Those who have read Bridges to Consensus know that the best way to inspire someone to address your interests is to try to address their interests, hand-in-hand with your own.

During a recent presentation for a religious organization, I performed a demonstration of an interest-oriented dialogue. During Q&A, an audience member said something like, “But you could have been asking about her interests, and addressing those interests, just to get what you wanted.” Her frown told me that idea disturbed her. How could a good, moral, church-worthy outcome result from a selfishly motivated behavior?

It’s natural for us to sense that, if someone practices a persuasion or consensus-building skill solely for their own sake, they must be manipulating the other person or treating them unfairly in some way. The reason this feeling comes so naturally is akin to our cultural tendency to view persuasive interactions as win-lose, or “fixed pie,” in nature. We feel that, if someone is getting what they want from us, we must be losing something.

So, intuitively, we also feel that, only if someone truly cares about our welfare, can we feel comfortable releasing the win-lose assumption.  But, as Bridges to Consensus readers also know, consensus-building skills are often counterintuitive, and the win-win is a real possibility.

It’s true that the interest-oriented approach works best for us when we are honestly curious about the other person and compassionately interested in trying to satisfy their needs for their sake, not just our own. However, the very nature of the skills themselves makes the skill user’s motives and intentions less important to the welfare of the one with whom he uses them than in a win-lose dynamic.

Suppose Dick and Jane have a joint project to do. The project will involve background research and interviews with their fellow employees (or fellow congregants, depending on the venue of the project). Each of them wants to do the research and leave the interviews to the other. Dick can choose between two approaches: he can try to cajole, argue or bully Jane into doing the interviews, or he can find out about her interests in doing the research and try to address them in ways that are consistent with his own interests.

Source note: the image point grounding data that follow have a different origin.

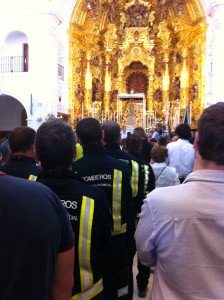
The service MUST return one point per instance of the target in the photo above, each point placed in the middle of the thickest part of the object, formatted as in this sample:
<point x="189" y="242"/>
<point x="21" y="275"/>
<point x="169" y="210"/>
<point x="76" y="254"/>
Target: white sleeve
<point x="145" y="235"/>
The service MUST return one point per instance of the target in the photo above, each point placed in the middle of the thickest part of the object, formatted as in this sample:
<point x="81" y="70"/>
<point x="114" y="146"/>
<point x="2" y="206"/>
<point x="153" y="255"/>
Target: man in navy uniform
<point x="113" y="177"/>
<point x="36" y="242"/>
<point x="87" y="206"/>
<point x="22" y="162"/>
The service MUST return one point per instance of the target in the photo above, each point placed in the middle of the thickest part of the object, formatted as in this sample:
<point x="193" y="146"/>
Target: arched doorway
<point x="12" y="113"/>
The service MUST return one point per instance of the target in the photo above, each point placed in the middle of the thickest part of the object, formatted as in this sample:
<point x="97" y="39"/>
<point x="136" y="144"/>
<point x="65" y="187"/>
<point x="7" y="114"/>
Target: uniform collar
<point x="22" y="158"/>
<point x="112" y="146"/>
<point x="94" y="149"/>
<point x="59" y="174"/>
<point x="206" y="175"/>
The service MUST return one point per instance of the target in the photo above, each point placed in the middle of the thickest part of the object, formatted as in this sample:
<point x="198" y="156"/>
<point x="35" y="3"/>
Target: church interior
<point x="137" y="62"/>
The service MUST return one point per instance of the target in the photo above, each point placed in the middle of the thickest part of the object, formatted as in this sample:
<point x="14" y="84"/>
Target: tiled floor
<point x="135" y="271"/>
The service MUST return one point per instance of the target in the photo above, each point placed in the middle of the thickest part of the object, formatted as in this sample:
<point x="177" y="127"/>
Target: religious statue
<point x="78" y="93"/>
<point x="93" y="7"/>
<point x="137" y="14"/>
<point x="152" y="18"/>
<point x="158" y="95"/>
<point x="194" y="91"/>
<point x="112" y="10"/>
<point x="122" y="20"/>
<point x="176" y="88"/>
<point x="178" y="58"/>
<point x="96" y="87"/>
<point x="178" y="6"/>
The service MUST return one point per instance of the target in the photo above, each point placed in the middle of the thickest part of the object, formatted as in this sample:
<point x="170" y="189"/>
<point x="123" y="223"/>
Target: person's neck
<point x="201" y="164"/>
<point x="27" y="154"/>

Dick prepares by getting clear on his interests in doing the research. First, he has a head start on it because he did similar work in the past. Second, he feels uncomfortable interviewing people he knows and will interact with in the future; if they don’t like the conclusions the project reaches, they might resent him. Third, he can do most of the research at home, but the interviews have to be done in person.

Now Dick asks Jane why she prefers the research, and why she doesn’t want to do the interviews. Jane says she enjoys talking to people, but having training in academic research, she could do that part efficiently, whereas she would have a big learning curve before she could properly design interview questions.

Let’s say that Dick reasons, because he has a head start on the research, he can afford to spend some time helping Jane design the interview questions if she does the actual interviewing. This would allow him to work at home and avoid interviewing people he knows. But it would take more time, thus partly offsetting his head start on the research. However, he could further suggest that Jane do a small portion of the research along with the interviews, thereby bringing his working time back to about what he had hoped it would be.

Jane agrees to this plan. All her interests are satisfied. She is more than willing to do the actual interviewing (which she enjoys) and a little of the research (at which she is efficient) in return for not having to design the interview questions all by herself.

Put yourself in Jane’s shoes. What would have happened if Dick had not tried to think of ways to (1) work at home, (2) avoid talking to his fellows, and (3) reduce your learning curve on interview questions? What if, instead of discovering and addressing these interests, Dick had made it his goal to get the entire research phase of the project for himself and get you to do the entire interview phase? What if he had tried to cajole, argue or bully you into doing the interview phase?

In a good-case scenario, you might have agreed to each do half the interviews and half the research. How well would your interests have been satisfied by that plan? How does the halvsies plan compare with your interest satisfaction when Dick used an interest-oriented approach?

Worse, if Dick is a better cajoler, arguer or bully than you are, you might have ended up with the entire interview process, including design.

Now suppose that you know Dick doesn’t care a hoot about how happy you are with the your part of the project. He only accommodated you in order to get himself out of doing the interviews. Would you prefer that, instead of trying to address your interests, albeit for his own selfish reasons, he argued or bullied you?

Speaking for myself, I only wish everyone who wanted to persuade me of something would take the interest-oriented approach, no matter what their motivation.

But there’s more. Notice that Dick also achieved a higher level of interest satisfaction for himself when he used the interest-oriented approach rather than the halvsies approach. Even if his first few attempts at interest-orientation are selfishly motivated, when he experiences the results, he begins to release the win-lose assumption, release his fear of losing, and so release his fear of sincerely caring for others. And once he begins to care, he learns that the interest-oriented approach works even better for him.

Like the lady who commented on my dialogue demonstration, we intuitively feel that, at least in a congregation, of all places, everyone should deal unselfishly and compassionately with one another. We also know that this doesn’t always happen. Whether the person you’re dealing with cares about you or only himself, you will be better off if he uses the same interested-oriented consensus skills you do.